Bill Brown, Granite Properties


The FBI moved into Landmark Center on Lamar Street in 1980, making it one of the largest tenants in the neighborhood, with more than 130,000 square feet. But after the Oklahoma City bombing and 9/11, the agency moved into a more secluded division headquarters, citing “rigorous security standards needed for the 21st century.”

Ellen’s Southern Kitchen opened a 55-seat restaurant in 2012, and quickly reached capacity. By 2016, owner Joe Groves opened a bigger restaurant just across the street from Ellen’s original concept. A year later, and with only a month’s notice to longtime customers, The Palm, a 33-year restaurant veteran of the West End, closed its doors, citing safety concerns. When pressed, The Palm declined to disclose specific safety incidences, frustrating neighbors trying to combat the West End’s reputation as a dangerous spot, which had been caused in part by the number of homeless and panhandlers in the area.

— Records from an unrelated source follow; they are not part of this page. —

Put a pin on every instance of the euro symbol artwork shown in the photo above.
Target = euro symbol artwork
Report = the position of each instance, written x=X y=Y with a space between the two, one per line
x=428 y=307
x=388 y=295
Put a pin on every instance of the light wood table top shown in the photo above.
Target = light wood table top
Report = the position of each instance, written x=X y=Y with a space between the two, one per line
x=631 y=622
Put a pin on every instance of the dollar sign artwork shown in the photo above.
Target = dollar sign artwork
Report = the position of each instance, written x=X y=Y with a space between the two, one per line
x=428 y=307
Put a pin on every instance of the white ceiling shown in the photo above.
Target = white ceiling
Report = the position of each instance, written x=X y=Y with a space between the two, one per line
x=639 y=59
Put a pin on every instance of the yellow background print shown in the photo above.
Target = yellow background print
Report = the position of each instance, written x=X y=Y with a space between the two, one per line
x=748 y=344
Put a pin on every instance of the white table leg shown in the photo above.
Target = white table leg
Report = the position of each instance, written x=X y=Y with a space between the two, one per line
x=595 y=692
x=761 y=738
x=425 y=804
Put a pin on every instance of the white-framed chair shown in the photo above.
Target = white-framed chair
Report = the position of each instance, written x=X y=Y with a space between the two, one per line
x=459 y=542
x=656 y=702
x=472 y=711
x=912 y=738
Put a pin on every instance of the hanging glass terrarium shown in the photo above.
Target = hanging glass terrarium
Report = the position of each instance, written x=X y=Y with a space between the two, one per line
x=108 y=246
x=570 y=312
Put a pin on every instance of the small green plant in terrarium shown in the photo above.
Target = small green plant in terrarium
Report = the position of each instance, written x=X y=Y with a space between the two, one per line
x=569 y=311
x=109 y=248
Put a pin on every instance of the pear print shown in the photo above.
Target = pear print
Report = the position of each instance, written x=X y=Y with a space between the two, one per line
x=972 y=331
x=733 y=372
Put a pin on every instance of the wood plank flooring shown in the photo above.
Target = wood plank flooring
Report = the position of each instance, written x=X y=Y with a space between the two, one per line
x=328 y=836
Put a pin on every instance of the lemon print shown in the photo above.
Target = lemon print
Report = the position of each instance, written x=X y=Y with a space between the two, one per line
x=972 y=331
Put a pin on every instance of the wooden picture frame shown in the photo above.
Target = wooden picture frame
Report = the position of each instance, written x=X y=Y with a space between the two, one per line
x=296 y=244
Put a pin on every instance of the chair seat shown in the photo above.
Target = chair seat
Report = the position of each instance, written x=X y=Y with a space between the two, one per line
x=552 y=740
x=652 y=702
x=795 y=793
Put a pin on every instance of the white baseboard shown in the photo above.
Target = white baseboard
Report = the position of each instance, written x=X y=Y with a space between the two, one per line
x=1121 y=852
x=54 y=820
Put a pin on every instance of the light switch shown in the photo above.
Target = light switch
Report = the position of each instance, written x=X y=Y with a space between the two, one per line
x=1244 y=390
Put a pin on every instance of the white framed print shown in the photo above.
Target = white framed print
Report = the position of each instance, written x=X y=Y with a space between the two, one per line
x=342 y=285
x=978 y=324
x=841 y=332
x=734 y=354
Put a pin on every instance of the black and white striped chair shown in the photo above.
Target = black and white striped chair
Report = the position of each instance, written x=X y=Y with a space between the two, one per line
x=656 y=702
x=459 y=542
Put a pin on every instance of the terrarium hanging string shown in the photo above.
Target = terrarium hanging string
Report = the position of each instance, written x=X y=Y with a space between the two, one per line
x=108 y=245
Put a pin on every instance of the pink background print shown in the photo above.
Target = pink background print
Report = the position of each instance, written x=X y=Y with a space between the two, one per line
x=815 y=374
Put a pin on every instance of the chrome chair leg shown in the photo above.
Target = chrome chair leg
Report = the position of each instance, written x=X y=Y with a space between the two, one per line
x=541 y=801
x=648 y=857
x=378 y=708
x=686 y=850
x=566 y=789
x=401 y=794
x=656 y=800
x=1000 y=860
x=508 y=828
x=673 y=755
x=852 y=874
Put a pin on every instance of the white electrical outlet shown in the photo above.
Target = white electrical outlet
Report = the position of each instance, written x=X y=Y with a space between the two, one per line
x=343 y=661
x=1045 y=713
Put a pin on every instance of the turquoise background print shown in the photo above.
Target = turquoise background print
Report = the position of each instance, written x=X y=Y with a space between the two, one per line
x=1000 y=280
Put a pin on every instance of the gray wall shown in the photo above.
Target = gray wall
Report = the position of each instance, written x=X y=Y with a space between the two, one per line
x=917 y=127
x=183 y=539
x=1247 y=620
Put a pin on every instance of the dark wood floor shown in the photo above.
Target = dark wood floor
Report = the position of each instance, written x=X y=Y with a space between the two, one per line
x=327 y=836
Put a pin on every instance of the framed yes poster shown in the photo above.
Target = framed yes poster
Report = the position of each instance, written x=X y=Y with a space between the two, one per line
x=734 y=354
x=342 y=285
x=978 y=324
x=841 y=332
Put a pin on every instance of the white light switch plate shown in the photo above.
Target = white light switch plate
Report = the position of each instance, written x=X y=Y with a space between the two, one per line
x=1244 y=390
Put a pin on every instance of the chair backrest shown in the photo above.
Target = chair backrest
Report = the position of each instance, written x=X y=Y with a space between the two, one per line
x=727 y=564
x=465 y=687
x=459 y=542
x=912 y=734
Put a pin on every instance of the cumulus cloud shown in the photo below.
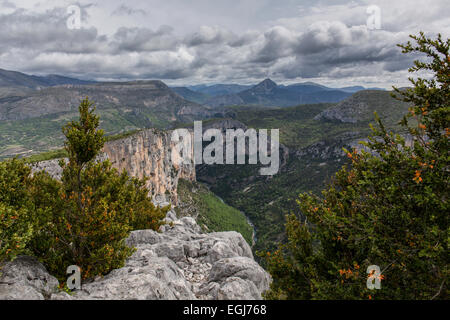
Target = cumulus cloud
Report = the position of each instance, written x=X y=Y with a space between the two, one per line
x=324 y=41
x=128 y=11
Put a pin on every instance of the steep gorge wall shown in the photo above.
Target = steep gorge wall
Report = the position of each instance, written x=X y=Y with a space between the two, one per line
x=149 y=153
x=146 y=153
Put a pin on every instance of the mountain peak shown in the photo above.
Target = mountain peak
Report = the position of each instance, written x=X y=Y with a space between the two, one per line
x=266 y=85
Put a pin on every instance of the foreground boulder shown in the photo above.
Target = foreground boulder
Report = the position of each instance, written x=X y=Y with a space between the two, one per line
x=178 y=263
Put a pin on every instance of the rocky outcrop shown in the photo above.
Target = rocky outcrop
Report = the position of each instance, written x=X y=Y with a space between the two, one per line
x=146 y=153
x=25 y=278
x=149 y=153
x=178 y=263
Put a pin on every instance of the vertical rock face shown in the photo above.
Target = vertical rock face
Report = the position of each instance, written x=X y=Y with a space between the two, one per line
x=149 y=153
x=146 y=153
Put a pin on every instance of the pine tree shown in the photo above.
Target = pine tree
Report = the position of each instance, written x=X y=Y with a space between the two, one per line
x=86 y=217
x=388 y=208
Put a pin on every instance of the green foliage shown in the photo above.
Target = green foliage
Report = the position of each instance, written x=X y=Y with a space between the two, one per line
x=15 y=225
x=389 y=208
x=211 y=213
x=85 y=217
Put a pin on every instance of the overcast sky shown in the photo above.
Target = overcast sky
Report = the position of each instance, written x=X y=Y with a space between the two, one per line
x=185 y=42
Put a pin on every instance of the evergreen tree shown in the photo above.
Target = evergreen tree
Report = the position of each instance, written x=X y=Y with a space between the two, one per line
x=388 y=208
x=85 y=218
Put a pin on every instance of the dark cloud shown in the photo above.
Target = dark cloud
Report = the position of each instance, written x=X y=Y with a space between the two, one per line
x=333 y=44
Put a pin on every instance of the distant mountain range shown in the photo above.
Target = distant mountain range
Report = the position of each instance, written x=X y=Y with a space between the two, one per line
x=14 y=79
x=33 y=108
x=266 y=93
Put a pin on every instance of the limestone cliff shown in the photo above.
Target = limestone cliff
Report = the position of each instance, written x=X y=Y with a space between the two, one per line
x=146 y=153
x=180 y=262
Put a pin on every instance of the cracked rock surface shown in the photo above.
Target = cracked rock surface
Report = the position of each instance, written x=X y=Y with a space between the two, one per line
x=178 y=263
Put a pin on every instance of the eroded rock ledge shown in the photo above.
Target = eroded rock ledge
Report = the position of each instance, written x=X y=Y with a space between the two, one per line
x=178 y=263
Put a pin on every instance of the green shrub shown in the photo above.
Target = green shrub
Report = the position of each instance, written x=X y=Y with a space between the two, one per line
x=389 y=208
x=15 y=224
x=84 y=218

In June 2016, Trey Bowles’ and Jennifer Sanders’ Dallas Innovation Alliance unveiled plans to create a “smart city living lab” within the West End, generating buzz from movers and shakers in the innovation space. Days later, the world watched in horror as the Dallas police shootings ended in a gun battle at the West End’s El Centro College, where the shooter was finally killed by a robot-delivered bomb.

Days apart from each other in fall 2017, Crescent’s The Luminary, and the Dallas Holocaust and Human Rights Museum, broke ground on new buildings. Further marking the West End’s upswing, Dallas residents voted yes in November to a $1.05 billion bond, effectively paving (or un-paving, as it were) the way for a park to be created in place of the parking lot between Market-Ross and Spaghetti Warehouse.


Realities of Progress


When Crescent bought 208 N. Market St., one of the larger buildings in its West End portfolio at 62,000 square feet, the rents were $17 per square foot, plus electric costs. Now, rents there range from $17 to $21 per square foot triple net, according to CoStar. (In triple net leases, a landlord’s property taxes, insurance, and maintenance are passed on to tenants.)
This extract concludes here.